This weeks Offside View ponders who the supreme being is actually supporting at the 2010 World Cup.
Sportsmen have always been a religious bunch, although usually it’s manifested in them believing they are indeed the messiah.
This World Cup the bar seems to have been raised with religious signals almost becoming a form of Tourettes for some players. Then there’s the rosary beads of many including Wayne Rooney and Maradona, the latter choosing to wear his tightly wrapped around his ‘Hand of God’ almost resembling a religious knuckle duster.

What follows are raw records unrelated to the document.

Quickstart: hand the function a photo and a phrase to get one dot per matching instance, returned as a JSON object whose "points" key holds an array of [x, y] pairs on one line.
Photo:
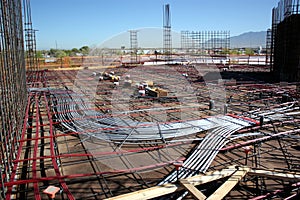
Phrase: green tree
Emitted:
{"points": [[60, 54], [84, 50], [249, 51]]}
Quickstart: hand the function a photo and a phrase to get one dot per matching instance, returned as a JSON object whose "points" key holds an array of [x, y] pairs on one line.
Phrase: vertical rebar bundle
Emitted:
{"points": [[133, 45], [167, 38], [12, 84], [285, 39], [30, 41], [205, 42]]}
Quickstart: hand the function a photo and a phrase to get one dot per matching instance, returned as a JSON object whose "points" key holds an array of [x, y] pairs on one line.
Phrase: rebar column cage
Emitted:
{"points": [[167, 38], [12, 85], [284, 50], [30, 41], [133, 45], [205, 42]]}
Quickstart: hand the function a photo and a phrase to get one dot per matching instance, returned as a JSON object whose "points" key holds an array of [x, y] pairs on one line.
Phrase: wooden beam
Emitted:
{"points": [[222, 191], [193, 190], [211, 176], [283, 175], [161, 190], [148, 193]]}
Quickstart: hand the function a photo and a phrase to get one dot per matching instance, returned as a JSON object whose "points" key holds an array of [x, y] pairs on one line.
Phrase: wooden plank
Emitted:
{"points": [[211, 176], [148, 193], [193, 190], [222, 191], [161, 190], [283, 175]]}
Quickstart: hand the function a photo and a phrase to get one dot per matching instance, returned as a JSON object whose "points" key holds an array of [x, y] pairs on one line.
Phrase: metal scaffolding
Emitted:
{"points": [[205, 42], [12, 85], [167, 38]]}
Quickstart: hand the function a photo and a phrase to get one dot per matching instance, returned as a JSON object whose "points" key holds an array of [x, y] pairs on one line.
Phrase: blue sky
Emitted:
{"points": [[75, 23]]}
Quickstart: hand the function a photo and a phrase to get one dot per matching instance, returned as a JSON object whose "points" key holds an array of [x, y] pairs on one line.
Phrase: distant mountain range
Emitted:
{"points": [[153, 38], [249, 39]]}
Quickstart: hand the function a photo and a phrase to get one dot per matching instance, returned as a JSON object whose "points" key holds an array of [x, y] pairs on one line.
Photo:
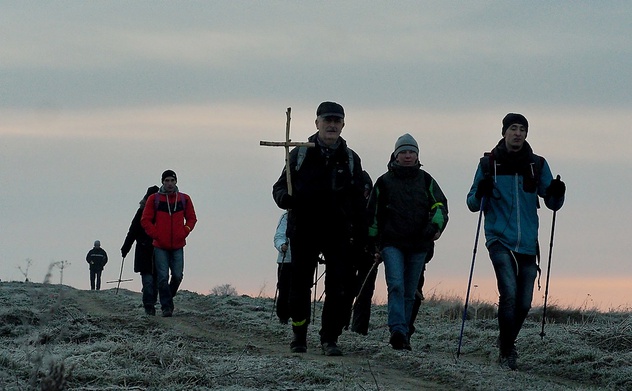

Of course it’s easier to believe in a higher power when you’re one of the world’s greatest and best paid footballers. Kaka has said in the past ‘faith decides whether something will happen or not’ which is obviously easier to swallow when you’re a Real Madrid Galactico than if you’re working pulling pints at The Dog & Duck.
I asked my usual barman if he thought this was the path God had laid out for him, I’d let you in on his reply if it wasn’t so blasphemous. Funnily enough, even though he invariably gets the shamrock on a pint of Guinness perfect, I’ve never seen him drop to his knees and unveil a ‘I Belong To Jesus’ t-shirt.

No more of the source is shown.